Karakter yang menjadi perhatian dalam arena aksi untuk mengembangkan institusi pengelolaan DAS/hutan berkelanjutan adalah :

(1) Aspek ruang, pengelolaan DAS dan kawasan hutan meliputi areal yang luas dalam konteks wilayah pengelolaan sehingga perlu kapasitas sumberdaya manusia (SDM), waktu dan dana yang besar untuk mengawasi pengelolaannya. Berdasarkan hasil observasi dan wawancara, saat ini, kapasitas pengawasan, pendanaan dan SDM dalam pengelolaan hutan pada SWP DAS Arau oleh Pemerintah Kota Padang masih lemah dan tidak memadai, hanya ada 15 (lima belas) orang tenaga polisi hutan untuk mengawasi hutan seluas hampir 30.000 hektar dengan fasilitas pendanaan yang terbatas, sehingga aliran manfaat hutan tidak terkontrol. Hal ini terlihat dengan adanya ladang-ladang masyarakat dalam kawasan hutan lindung (HL) dan hutan suaka alam dan wisata (HSAW) serta terus berlangsungnya penebangan liar dan pengambilan hasil hutan oleh masyarakat sekitar dan masyarakat dari luar.

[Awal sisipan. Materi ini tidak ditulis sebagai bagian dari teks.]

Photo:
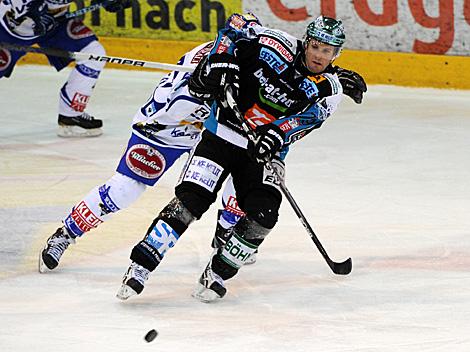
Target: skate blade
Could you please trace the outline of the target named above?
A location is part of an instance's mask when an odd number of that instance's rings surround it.
[[[253,253],[253,254],[251,255],[251,257],[249,257],[249,258],[246,260],[245,264],[243,264],[243,265],[252,265],[252,264],[254,264],[254,263],[256,263],[256,255]]]
[[[85,129],[79,126],[60,125],[57,130],[57,135],[63,138],[98,137],[102,134],[103,130],[101,128]]]
[[[118,292],[116,293],[116,297],[119,298],[121,301],[127,300],[129,297],[135,296],[138,293],[135,292],[131,287],[127,286],[126,284],[122,284],[119,287]]]
[[[197,300],[203,303],[211,303],[222,298],[217,293],[208,289],[207,287],[205,287],[199,282],[196,286],[196,289],[191,294],[191,296],[193,296],[194,298],[196,298]]]

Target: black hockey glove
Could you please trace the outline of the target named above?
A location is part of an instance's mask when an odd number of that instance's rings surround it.
[[[256,140],[248,144],[248,155],[258,163],[271,160],[284,145],[285,133],[279,126],[268,123],[256,129]]]
[[[189,94],[202,101],[214,100],[213,91],[206,88],[205,79],[209,67],[207,66],[207,56],[204,57],[194,69],[189,77],[188,90]]]
[[[132,6],[132,0],[105,0],[104,9],[108,12],[118,12]]]
[[[206,89],[219,101],[225,100],[225,87],[230,85],[234,98],[238,95],[240,87],[240,67],[234,62],[234,57],[229,54],[215,54],[209,56],[209,71],[205,76]]]
[[[362,76],[354,71],[336,66],[335,72],[343,86],[343,93],[350,97],[356,104],[362,103],[362,96],[367,92],[367,85]]]
[[[28,4],[28,12],[21,16],[18,21],[24,17],[29,17],[34,22],[34,35],[43,36],[57,27],[57,21],[54,16],[47,13],[47,5],[44,0],[34,0]]]

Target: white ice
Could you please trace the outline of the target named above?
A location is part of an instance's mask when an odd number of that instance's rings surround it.
[[[54,272],[37,256],[61,218],[114,172],[160,73],[103,72],[89,112],[104,135],[56,137],[68,72],[17,67],[0,81],[0,351],[470,351],[470,92],[371,86],[292,148],[287,186],[335,276],[287,202],[258,262],[203,304],[190,293],[217,205],[144,292],[115,298],[132,246],[173,194],[183,161],[80,239]],[[159,332],[151,343],[145,333]]]

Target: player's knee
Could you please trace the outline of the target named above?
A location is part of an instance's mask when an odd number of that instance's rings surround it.
[[[243,210],[248,218],[267,229],[272,229],[279,218],[280,205],[280,194],[255,191],[245,200]]]
[[[178,199],[181,201],[182,204],[184,204],[186,209],[188,209],[191,214],[194,215],[196,219],[200,219],[201,216],[209,209],[210,205],[213,203],[212,199],[204,197],[199,194],[198,191],[188,189],[188,187],[178,185],[175,191]]]
[[[116,173],[98,192],[103,204],[103,210],[116,212],[134,203],[146,190],[146,185],[130,177]]]
[[[160,214],[158,214],[158,218],[169,223],[180,235],[186,231],[189,224],[196,220],[196,217],[178,197],[173,198],[170,203],[163,208]]]
[[[181,203],[173,198],[163,208],[147,230],[145,237],[131,253],[131,260],[153,271],[161,262],[166,252],[173,248],[195,217]]]
[[[235,225],[233,232],[249,243],[259,246],[264,238],[271,232],[271,229],[245,216]]]

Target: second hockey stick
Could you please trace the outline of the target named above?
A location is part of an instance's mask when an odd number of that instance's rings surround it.
[[[116,56],[107,56],[107,55],[96,55],[89,53],[82,53],[77,51],[66,51],[62,49],[54,48],[37,48],[27,45],[17,45],[11,43],[0,43],[0,48],[8,49],[12,51],[21,51],[26,53],[35,53],[43,55],[51,55],[64,57],[70,60],[91,60],[91,61],[102,61],[111,64],[132,66],[132,67],[144,67],[151,68],[156,70],[165,70],[165,71],[180,71],[180,72],[193,72],[194,68],[191,66],[182,66],[174,64],[166,64],[162,62],[153,62],[153,61],[144,61],[144,60],[135,60],[124,57]]]
[[[243,130],[248,136],[248,139],[251,142],[255,142],[256,140],[256,135],[255,131],[251,126],[246,122],[246,120],[243,118],[242,113],[240,112],[237,103],[235,102],[235,99],[233,98],[233,93],[232,89],[230,86],[226,88],[226,98],[227,98],[227,104],[229,107],[233,110],[237,118],[239,119]],[[300,222],[304,226],[304,228],[307,230],[307,233],[309,234],[310,238],[312,239],[313,243],[317,246],[318,250],[320,251],[321,255],[323,258],[326,260],[326,263],[330,267],[330,269],[337,275],[348,275],[351,270],[352,270],[352,260],[351,258],[346,259],[344,262],[338,263],[334,262],[333,260],[330,259],[328,256],[328,253],[326,253],[325,248],[323,248],[320,240],[318,239],[317,235],[313,231],[312,227],[308,223],[307,219],[305,218],[304,214],[300,210],[299,206],[297,205],[297,202],[295,201],[294,197],[292,197],[291,193],[287,189],[286,185],[282,181],[282,178],[279,176],[277,173],[276,169],[273,167],[273,164],[271,160],[266,159],[266,168],[268,170],[271,170],[271,172],[274,174],[274,176],[279,180],[279,187],[281,188],[282,193],[284,196],[287,198],[289,201],[290,205],[294,209],[295,214],[297,217],[300,219]]]

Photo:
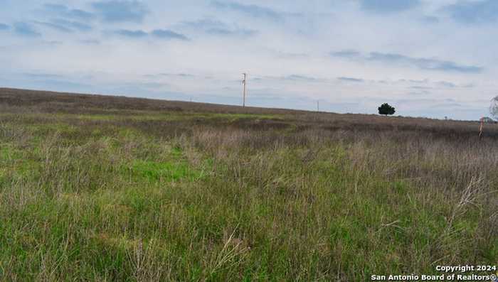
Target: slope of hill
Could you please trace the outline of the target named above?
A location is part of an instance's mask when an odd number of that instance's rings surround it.
[[[0,280],[495,265],[497,141],[496,124],[0,89]]]

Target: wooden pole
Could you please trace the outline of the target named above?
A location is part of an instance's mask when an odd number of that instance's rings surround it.
[[[242,107],[245,107],[245,94],[247,94],[248,91],[248,74],[247,73],[243,73],[244,75],[244,79],[242,80],[242,83],[244,85],[244,89],[243,89],[243,98],[242,98]]]

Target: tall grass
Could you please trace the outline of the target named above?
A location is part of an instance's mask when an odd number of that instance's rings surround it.
[[[496,264],[496,126],[20,91],[0,92],[0,280]]]

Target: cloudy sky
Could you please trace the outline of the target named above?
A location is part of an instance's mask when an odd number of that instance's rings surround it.
[[[497,0],[0,0],[0,87],[477,119]]]

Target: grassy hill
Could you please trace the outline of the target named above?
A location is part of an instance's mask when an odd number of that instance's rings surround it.
[[[498,261],[498,125],[0,89],[1,281]]]

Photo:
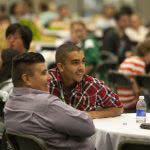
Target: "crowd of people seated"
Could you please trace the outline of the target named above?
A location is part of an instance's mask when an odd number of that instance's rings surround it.
[[[25,0],[13,3],[10,17],[0,7],[0,115],[4,110],[6,130],[36,135],[51,149],[94,150],[92,119],[135,112],[140,87],[134,75],[146,74],[150,63],[149,29],[135,12],[117,11],[112,5],[104,7],[92,30],[86,19],[74,20],[67,5],[54,11],[42,2],[38,15],[30,7]],[[35,32],[42,35],[45,28],[69,32],[49,70],[39,52],[30,52]],[[104,52],[115,56],[111,62],[130,78],[132,87],[118,87],[115,93],[107,74],[103,81],[98,67],[109,62],[102,59]]]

(2) Aspek waktu, kegiatan pengelolaan hutan berorientasi jangka panjang karena membutuhkan waktu yang lama untuk berproduksi dan mencapai break event point serta menghasilkan keuntungan. Oleh karena itu harus ada insentif bagi pengelola untuk melaksanakan pengelolaan hutan berkelanjutan. Faktanya, saat ini, tidak ada insentif yang memadai bagi pemilik lahan kawasan lindung pada SWP DAS Arau untuk mengelola lahannya dengan tutupan hutan secara berkelanjutan. Responden menganggap pengelolaan lahan untuk usaha kehutanan tidak menguntungkan karena biaya transaksi yang tinggi dan prosedur perijinan yang rumit dalam pemanenan dan pemasaran hasil hutan kayu, sekalipun berasal dari lahan masyarakat, serta jangka waktu panen yang lama. Adanya kebijakan Walikota yang mengeluarkan himbauan (instruksi lisan kepada Dinas Pertanian Peternakan Kehutanan dan Perkebunan (Distannakhutbun) Kota Padang) untuk tidak menerbitkan surat keterangan angkutan untuk kayu rakyat karena dikhawatirkan akan memicu perambahan HL, kontradiktif dengan upaya pengembangan hutan rakyat untuk memenuhi kebutuhan kayu yang kian meningkat.

(3) Aspek jaminan hak kepemilikan (tenure security) lahan kawasan hutan harus tinggi sehingga aliran manfaatnya terkontrol dan biaya penegakan hak rendah. Kepastian hak mendorong seseorang untuk meningkatkan sediaan (stock) barang modalnya karena adanya jaminan dan rasa aman untuk berinvestasi dalam jangka panjang. Faktanya, saat ini, pada kawasan lindung SWP DAS Arau terjadi konflik tumpang tindih kawasan hutan ulayat dan hutan negara karena tidak diakuinya hak ulayat dalam kawasan hutan negara, mengakibatkan biaya penegakan hak menjadi sangat tinggi, karena aliran manfaat hutan tidak dapat dikontrol akibat terbatasnya kemampuan penga-wasan oleh pemerintah, sehingga hutan menjadi sumberdaya dengan akses terbuka karena hak kepemilikannya tidak terkukuhkan dengan jelas. Hal ini terlihat dengan terus berlangsungnya pemungutan hasil hutan dan adanya la-dang-ladang masyarakat dalam kawasan yang telah ditetapkan sebagai HL karena menganggap itu tanah ulayat mereka.

(4) Memerlukan aksi kolektif tinggi karena merupakan sumber daya milik bersama yang cenderung bersifat non excludable dan rivalry bila tidak ada kesepakatan bersama untuk pengelolaan yang berkelanjutan. Faktanya, saat ini, tidak ada kesepakatan bersama antara para pihak yang berkepentingan dengan hutan (masyarakat nagari, pemerintah dan pemerintah Kota Padang) karena kawasan hutan dikelola pemerintah, yang dilaksanakan oleh Distannakhutbun pada kawasan HL dan oleh BKSDA pada kawasan HSAW, mulai dari perencanaan, pelaksanaan, dan pengawasannya, tanpa melibatkan masyarakat secara nyata. Sistem perizinan pemanfaatan hutan sangat prosedural dan bertumpu pada kebijakan Walikota atau Menteri Kehutanan sebagai subjek pengelola hutan. Institusi adat atau nagari tidak dikenal lagi dalam subjek pemanfaatan hasil hutan, padahal hutan bagi masyarakat adat tidak hanya berfungsi ekonomis belaka, tapi juga memiliki fungsi lingkungan (pelindung dari bencana), fungsi sosial (pengikat kekerabatan kaum/suku) dan budaya (pengikat sako pusako, pengikat generasi).